Korean candidate takes a hard line on NKorea’s nuclear program


South Korea’s main opposition presidential candidate said Friday he would strengthen military cooperation with the United States Other Japan if elected to better address North Korea s nuclear threat and would strive to make the North a top foreign policy priority for the United States

Yoon Suk Yeol has conducted public opinion polls since becoming the candidate of the main conservative opposition party last week for next March’s elections to choose the successor of the current Liberal president Moon Jae-in

He is expected, however, to eventually face an extremely tight race against ruling party candidate Lee Jae-myung.

Meeting with foreign media on Friday, Yoon stressed the need to strengthen cooperation with Washington and Japan to compensate for South Korea’s relative lack of ability to monitor the progress of North Korea’s nuclear program.

“At a time when North Korea rejects denuclearization, strengthens its nuclear weapons and continues provocative missile tests, it is accepted as an obvious fact that we must improve our sharing of reconnaissance and intelligence resources and military cooperation” with states United and Japan, Yoon said. .

South Korea and Japan are both key allies of the United States in East Asia and are home to a total of approximately 80,000 American troops. But their trialogue cooperation has been tested in recent years throughout history and the trade disputes between Seoul and Tokyo stemming largely from the Japanese colonization of the Korean Peninsula in 1910-45. Moon’s government once threatened to end a trilateral intelligence-sharing agreement amid disputes with Japan.

Stressing the need to improve ties with Tokyo, Yoon accused the Moon government of using tensions with Japan for internal political gain. He said foreign policy should be implemented with pragmatism that prioritizes national interests over other issues.

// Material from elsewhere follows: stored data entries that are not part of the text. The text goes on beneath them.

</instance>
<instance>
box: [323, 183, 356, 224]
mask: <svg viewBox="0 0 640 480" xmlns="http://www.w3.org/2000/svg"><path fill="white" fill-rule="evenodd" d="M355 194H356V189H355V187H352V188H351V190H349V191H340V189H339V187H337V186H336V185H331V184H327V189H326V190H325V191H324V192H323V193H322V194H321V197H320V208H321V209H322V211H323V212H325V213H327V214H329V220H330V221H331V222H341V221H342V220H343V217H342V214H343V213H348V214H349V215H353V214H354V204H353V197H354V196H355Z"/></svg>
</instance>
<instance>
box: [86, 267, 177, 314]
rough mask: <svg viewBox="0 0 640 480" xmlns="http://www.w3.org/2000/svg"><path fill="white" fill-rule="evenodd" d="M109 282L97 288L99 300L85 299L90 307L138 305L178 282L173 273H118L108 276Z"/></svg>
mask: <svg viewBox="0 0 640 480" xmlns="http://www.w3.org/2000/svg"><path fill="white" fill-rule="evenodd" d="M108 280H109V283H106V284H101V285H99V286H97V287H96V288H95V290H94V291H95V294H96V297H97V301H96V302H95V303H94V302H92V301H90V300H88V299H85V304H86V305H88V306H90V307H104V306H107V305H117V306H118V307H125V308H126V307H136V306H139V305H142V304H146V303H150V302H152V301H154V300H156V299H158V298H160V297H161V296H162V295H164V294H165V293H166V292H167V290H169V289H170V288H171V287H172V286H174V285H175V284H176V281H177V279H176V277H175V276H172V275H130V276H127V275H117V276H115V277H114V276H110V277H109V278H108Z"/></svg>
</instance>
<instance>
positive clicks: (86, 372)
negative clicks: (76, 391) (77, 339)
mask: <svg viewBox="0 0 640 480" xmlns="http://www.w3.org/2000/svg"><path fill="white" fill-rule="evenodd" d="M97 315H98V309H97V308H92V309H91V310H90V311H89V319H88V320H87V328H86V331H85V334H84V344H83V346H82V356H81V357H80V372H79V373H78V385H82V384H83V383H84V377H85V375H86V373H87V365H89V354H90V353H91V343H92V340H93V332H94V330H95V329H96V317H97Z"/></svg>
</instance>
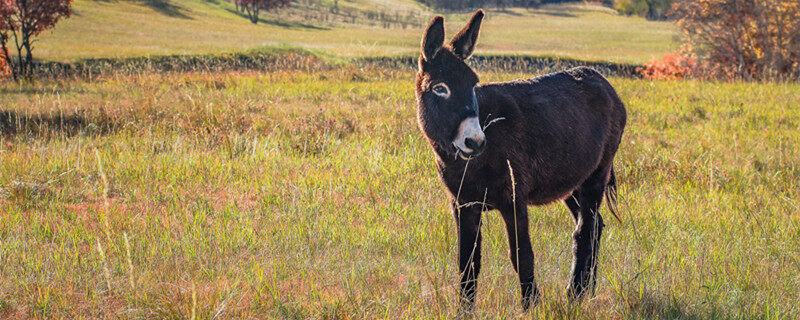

Policies to pursue North Korea’s denuclearization will likely be a major issue in the March 9 election, after Moon’s pacification approach failed to persuade the North to abandon its nuclear program, although it led to one mood of temporary conciliation between rivals.

Lee said he will follow a similar approach to Moon’s and seek exemptions from international sanctions against North Korea to allow the resumption of dormant joint cooperation projects. Yoon accused Moon of neglecting North Korean threats and said he will seek a stronger US defense commitment to neutralize the North’s nuclear and missile threats.

Nuclear diplomacy between the US and North Korea has largely stalled since early 2019. North Korea is not a top priority for President Joe Biden, who faces China and Russia challenges and growing issues internal.

Yoon said he will encourage the Biden administration to make North Korea a top priority. To do this, he said he will push hard for North Korea’s denuclearization and present a concrete roadmap to achieve it.

Yoon’s stance could attract an angry response from North Korea, which has called former conservative South Korean governments the US puppets and avoided serious negotiations with them over its nuclear program.